In conclusion, the traditional house style in Lesotho is still present in modern times.
They do not have access to basic necessities such as clean water and power. Their dwellings are either round (rondavels) or rectangular in form. Their dwellings are generally composed of mud or concrete blocks, with a thatched roof made of grass or iron sheets. There is usually only one door and one window per room.
Zulus traditionally lived in small groups called "intanas". They would gather every few weeks at a meeting place known as an "injini", where their king would preside over these gatherings. Today, most Zulus live alone or in small groups outside the traditional homeland, because they no longer have a kingdom - the government there has been divided among several different people.
In addition to being king, the king of Zululand was also chief priest, doctor, and lawyer. He would lead discussions with other leaders to decide policies for his country. The king could also declare war or make peace. If he went to war, then others would help by providing food and supplies. If there was a treaty with another nation, then the king would receive gifts from them.
The Zulu people originated in South Africa but now live all over the world including Canada, Australia, and England.
Architecture, urbanism, and the use of space Traditional homes are circular structures with cylindrical wattle and daub walls. The roofs are conical and built of thatch, and the central pole is adorned with flowers. A traditional Ethiopian rural dwelling built in the cylindrical style with wattle and daub walls. Men sleep outside under mosquito nets while women and children inside under blankets or quilts.
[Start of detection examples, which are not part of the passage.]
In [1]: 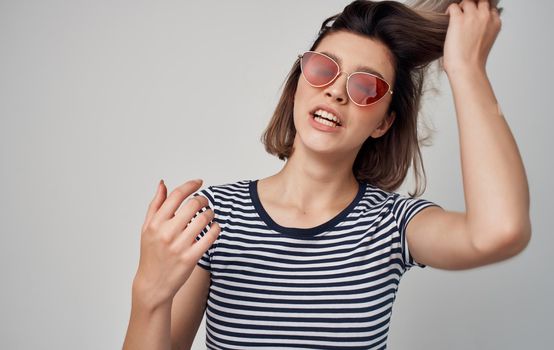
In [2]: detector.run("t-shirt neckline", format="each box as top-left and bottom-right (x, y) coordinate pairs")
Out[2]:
(248, 179), (367, 236)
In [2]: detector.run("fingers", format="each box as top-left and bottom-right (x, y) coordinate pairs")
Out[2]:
(171, 209), (215, 251)
(170, 195), (208, 232)
(141, 179), (167, 231)
(152, 180), (202, 224)
(454, 0), (476, 13)
(446, 3), (462, 17)
(190, 221), (221, 261)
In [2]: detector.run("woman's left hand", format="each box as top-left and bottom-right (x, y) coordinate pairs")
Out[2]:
(443, 0), (501, 73)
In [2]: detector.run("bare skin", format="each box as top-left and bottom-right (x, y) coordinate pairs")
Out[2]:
(123, 181), (221, 350)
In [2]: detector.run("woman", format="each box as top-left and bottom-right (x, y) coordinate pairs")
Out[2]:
(124, 0), (531, 349)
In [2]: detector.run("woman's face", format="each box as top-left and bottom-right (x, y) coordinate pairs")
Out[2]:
(294, 32), (394, 154)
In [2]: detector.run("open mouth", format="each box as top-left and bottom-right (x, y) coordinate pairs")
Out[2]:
(311, 109), (342, 127)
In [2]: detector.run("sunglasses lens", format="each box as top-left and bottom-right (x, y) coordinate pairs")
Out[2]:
(301, 52), (338, 86)
(348, 73), (389, 105)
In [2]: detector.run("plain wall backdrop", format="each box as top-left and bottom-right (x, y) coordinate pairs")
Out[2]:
(0, 0), (554, 350)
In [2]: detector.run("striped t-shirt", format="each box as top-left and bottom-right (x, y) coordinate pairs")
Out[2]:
(194, 180), (436, 350)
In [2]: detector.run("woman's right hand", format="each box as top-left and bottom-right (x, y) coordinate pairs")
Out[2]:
(133, 180), (221, 308)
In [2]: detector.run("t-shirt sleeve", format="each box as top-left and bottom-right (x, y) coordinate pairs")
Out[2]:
(393, 193), (440, 270)
(192, 186), (219, 271)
In cities, buildings are often made of brick or concrete. Apart from temples, mosques, and churches, most buildings serve a commercial purpose. Cities tend to be compact with wide streets and large open spaces are rare.
Ethiopia's capital, Addis Ababa, has an estimated population of 3 million people. It is a city of high-rise offices and apartment blocks. Although there are many low-income housing projects, much of the population lives in traditional houses which are vulnerable to fire.
The country has more than 900 towns and villages. Most are very small with populations of less than 5,000 people. Some larger settlements have infrastructure such as schools and hospitals but most do not. Everyone needs to go to town at least once in their life to buy food and other goods which are not available locally.
People usually move into smaller houses as they get married and have children. If they can't afford a new house, they may have to settle for one which needs some repairs.
Houses in Madagascar are rectangular with gabled roofs, as in Kalimantan. Central pillars are common, and with the exception of a few locations, traditional dwellings are built on piles in a method handed down from generation to generation, regardless of whether the feature is appropriate for local conditions. In areas where earthquakes are common, buildings are designed with seismic straps and braces to prevent collapse.
During French colonial times, architects from France and other European countries were often hired to build government offices, schools, and churches. They also played a role in constructing new homes for Europeans who needed housing close to their places of work. These homes tended to be larger, more luxurious than those built by Malagasy builders for themselves.
Today, most people in Madagascar still live in small traditional houses. Those who can afford it usually have their windows and doors replaced by metal sheets because they think this makes the house safer against evil spirits. People also use metal sheets when building large warehouses or factories because they believe this will make the building more durable.
When hotels and restaurants hire staff members who don't belong to them, they often take advantage of this lack of employment security by making them live in badly maintained rooms without windows or doors. This is called "leasing out." When this happens to many people working in one location, it can lead to protests, riots, and violence against businesses that rely on this practice.